DeepSpeedExamples icon indicating copy to clipboard operation
DeepSpeedExamples copied to clipboard

Run 1.6 billon demo is much slow than description on A100 GPU?

Open tcluoct opened this issue 2 years ago • 3 comments

I run 1.6 billion parameters demo, it cost 1:46:27 on first step and 2:12:56 on second step. it's much slower than below.

Actor: OPT-1.3B Reward: OPT-350M | 2900 Sec | 670 Sec | 1.2hr | 2.2hr

Is there any thing to tune other than run: python train.py --actor-model facebook/opt-1.3b --reward-model facebook/opt-350m --deployment-type single_gpu

Thanks

tcluoct avatar Apr 19 '23 13:04 tcluoct

HI @tcluoct which GPU are you using to run this example? The values we reported are using A6000 GPU.

mrwyattii avatar Apr 19 '23 18:04 mrwyattii

I'm using A100 which have better performance than A6000.

tcluoct avatar Apr 20 '23 00:04 tcluoct

After the train, when i run the final model.
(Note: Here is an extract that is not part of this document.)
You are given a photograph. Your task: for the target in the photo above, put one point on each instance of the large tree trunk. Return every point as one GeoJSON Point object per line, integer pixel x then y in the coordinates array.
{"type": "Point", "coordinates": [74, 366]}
It responds very weird. image

tcluoct avatar Apr 20 '23 00:04 tcluoct

@tcluoct I ran step1 with A6000 using the latest version of DeepSpeed and DeepSpeedExamples, and it was much faster than the time you reported.

Can you update them to the latest version and measure the time for data loading/forward/backward/step?

tohtana avatar May 08 '23 21:05 tohtana

Closing because we have no further information. Feel free to reopen if the problem still exists.

tohtana avatar May 22 '23 21:05 tohtana